• Mayra Fragiacomo

As empresas precisam aprender a envelhecer



2005 foi o ano em que a USP iniciou o primeiro curso de graduação em Gerontologia do Brasil. A ideia era estudar o envelhecimento também sob as óticas psico e social, não somente sob a ótica biológica. Isso porque o envelhecimento é um processo muito mais complexo e que não pode ser resumido apenas aos aspectos físicos do ser humano.

Na época, eu já atuava com RH em uma cadeira mais operacional, mas já me incomodava com um fato gritante: o de que profissionais mais velhos tinham as portas do mercado praticamente fechadas ou se fechando para seu desenvolvimento de carreira ou recolocação. Eu simplesmente não entendia por que um profissional com mais de 40 anos era tido como alguém não atraente pelo mercado. Na minha cabeça era algo contraditório: quanto mais experiência, melhor. No mais, quem poderia desenvolver os talentos jovens e sem tanta experiência que ingressam nas organizações? Como as empresas iriam crescer e aprimorar seus negócios sem maturidade em seu corpo de trabalho?

Foi assim que eu prestei e, felizmente, passei na graduação em Gerontologia. Ainda que muito embrionário até para um curso de graduação, aprendi muito sobre o significado antropológico e social de envelhecer. Nesse processo muitas certezas vieram sobre o chamado etarismo que é, em livre definição, toda forma de preconceito, estereótipo e discriminação de pessoas com base em sua idade. Quando se fala em etarismo no mercado de trabalho essa é, lamentavelmente, uma realidade que muitos profissionais enfrentam.


Com o aumento da expectativa de vida de grande parte da população mundial por aspectos múltiplos, condicionar os 40, 50, 60 e até mesmo os 70 anos como o fim da linha de um profissional chega a ser ultrajante. Economicamente falando, podemos dizer até que é pouco inteligente. Não há sistema previdenciário que dê conta de aposentar tantos profissionais tão cedo. Não há estrutura empresarial que possa sobreviver sem os talentos maduros, a despeito de qualquer evolução tecnológica que tente suprir o talento humano.

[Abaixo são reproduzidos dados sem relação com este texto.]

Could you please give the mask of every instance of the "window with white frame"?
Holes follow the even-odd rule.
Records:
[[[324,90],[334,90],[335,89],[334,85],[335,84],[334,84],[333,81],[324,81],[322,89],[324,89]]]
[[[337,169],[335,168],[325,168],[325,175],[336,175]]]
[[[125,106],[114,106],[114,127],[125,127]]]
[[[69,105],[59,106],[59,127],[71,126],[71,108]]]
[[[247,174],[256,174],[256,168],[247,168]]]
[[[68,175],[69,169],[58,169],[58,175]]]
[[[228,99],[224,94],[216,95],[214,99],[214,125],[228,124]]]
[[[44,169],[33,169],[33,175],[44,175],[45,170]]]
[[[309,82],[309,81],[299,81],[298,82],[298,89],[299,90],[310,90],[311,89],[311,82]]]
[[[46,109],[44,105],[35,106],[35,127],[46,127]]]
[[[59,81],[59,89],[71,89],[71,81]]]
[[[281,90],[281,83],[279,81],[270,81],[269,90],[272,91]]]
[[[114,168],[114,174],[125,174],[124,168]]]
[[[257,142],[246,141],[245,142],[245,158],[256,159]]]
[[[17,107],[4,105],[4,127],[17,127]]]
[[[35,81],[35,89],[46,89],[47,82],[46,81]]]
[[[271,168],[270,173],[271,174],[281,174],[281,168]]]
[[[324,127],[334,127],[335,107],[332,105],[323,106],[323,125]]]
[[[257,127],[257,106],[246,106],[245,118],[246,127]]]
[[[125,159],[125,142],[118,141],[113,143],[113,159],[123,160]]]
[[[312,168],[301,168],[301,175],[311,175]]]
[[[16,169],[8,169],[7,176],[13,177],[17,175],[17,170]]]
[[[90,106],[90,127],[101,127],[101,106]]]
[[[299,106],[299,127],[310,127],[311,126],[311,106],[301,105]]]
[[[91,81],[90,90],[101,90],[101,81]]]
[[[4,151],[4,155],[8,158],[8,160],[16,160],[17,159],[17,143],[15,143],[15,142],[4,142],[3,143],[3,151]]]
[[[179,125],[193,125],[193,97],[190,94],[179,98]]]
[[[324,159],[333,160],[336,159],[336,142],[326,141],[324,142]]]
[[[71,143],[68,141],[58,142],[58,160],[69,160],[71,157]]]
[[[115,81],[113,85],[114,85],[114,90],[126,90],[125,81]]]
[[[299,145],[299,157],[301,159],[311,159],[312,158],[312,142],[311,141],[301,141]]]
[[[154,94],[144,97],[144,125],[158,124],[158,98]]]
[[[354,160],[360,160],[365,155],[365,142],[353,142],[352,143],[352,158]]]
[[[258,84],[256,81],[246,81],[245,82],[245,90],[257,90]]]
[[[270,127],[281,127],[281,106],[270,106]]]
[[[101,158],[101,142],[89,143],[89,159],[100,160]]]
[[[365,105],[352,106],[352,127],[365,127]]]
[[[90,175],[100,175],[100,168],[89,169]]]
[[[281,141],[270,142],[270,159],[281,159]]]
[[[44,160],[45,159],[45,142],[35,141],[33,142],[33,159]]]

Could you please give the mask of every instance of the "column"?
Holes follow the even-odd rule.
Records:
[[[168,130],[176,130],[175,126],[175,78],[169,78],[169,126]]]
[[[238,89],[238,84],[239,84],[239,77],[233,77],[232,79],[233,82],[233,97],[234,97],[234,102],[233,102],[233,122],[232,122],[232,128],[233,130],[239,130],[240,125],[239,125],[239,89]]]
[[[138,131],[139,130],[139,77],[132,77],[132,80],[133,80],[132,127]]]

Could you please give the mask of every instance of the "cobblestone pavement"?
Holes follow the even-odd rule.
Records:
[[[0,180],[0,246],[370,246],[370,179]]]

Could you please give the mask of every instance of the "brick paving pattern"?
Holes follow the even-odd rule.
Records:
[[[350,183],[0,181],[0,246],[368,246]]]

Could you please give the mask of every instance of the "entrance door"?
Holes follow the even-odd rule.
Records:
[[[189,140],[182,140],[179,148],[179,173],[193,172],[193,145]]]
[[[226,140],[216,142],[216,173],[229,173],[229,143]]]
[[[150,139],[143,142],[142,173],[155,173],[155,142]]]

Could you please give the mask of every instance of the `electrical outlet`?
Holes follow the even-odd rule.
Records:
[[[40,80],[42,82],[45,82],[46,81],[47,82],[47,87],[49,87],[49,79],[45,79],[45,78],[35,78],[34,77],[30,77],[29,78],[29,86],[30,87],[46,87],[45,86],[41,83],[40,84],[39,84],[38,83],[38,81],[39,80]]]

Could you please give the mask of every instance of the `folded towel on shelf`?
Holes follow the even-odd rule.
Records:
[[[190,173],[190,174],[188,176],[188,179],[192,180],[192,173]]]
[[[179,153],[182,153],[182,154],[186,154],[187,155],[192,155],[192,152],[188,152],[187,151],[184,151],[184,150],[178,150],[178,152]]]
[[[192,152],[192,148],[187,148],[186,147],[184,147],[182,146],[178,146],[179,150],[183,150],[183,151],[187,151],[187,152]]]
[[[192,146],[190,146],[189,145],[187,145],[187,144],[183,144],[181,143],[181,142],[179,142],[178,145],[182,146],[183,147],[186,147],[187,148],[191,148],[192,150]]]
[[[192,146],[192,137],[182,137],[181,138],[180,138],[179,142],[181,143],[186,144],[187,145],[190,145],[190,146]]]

As organizações do Brasil e do mundo precisam pensar fortemente em incluir o tema da maturidade em suas práticas atuais de diversidade, assunto do momento no universo corporativo. Mais do que pensar na importância de uma carreira longeva e na motivação que um profissional possui independentemente de sua idade, há que se formular boas práticas para sua inclusão, assim como para todos grupos considerados minoritários e discriminados. Investir no intercâmbio geracional e na integração das competências de grupos com diferentes idades é sábio e também estratégico, pois agrega em muitos sentidos: transformação, humanização, fortalecimento da marca empregadora, combate aos estereótipos e preconceitos, aprendizado por mentoria, pluralidade de ideias, entre outros.

Por fim, lembro de um case trazido por uma professora do curso que mencionei no início deste texto. Ela tinha feito pós-doutorado no Japão e um dos locais de investigação foi uma indústria que tinha vivido uma experiência importante para sua pesquisa acadêmica sobre etarismo no mercado de trabalho. A tal empresa tinha optado por demitir todos os seus colaboradores 50+ nos idos de 2007. Porém, a decisão foi equivocada, uma vez que os resultados começaram a cair quase que imediatamente após as demissões. Com isso, perceberam que era essencial ter profissionais maduros e, consequentemente, mais experientes, em seu quadro. Optaram então pela recontratação desses profissionais, ainda que muitos deles não tenham aceitado o convite de retomada por princípios. Com os que aceitaram retornar, a reintegração foi um sucesso, pois aproveitaram o erro para implantar um programa de mentoring que levantou, e ainda maximizou, os resultados financeiros da companhia.

Como pessoa e profissional de RH, desejo que as empresas não precisem mais errar para aprender sobre esse tema, tal qual essa indústria japonesa. Que, além de não demitirem, admitam profissionais com 50+, promovam práticas inclusivas e intergeracionais, valorizem os maduros e debatam/combatam constantemente o etarismo em seus meios. Pensar mais sobre como incluir pessoas desse grupo etário ao invés de omitir que existe o problema, muitas vezes velado, já é um primeiro passo para começar a erradicá-lo – ainda que seja, como ponto central, em prol dos negócios.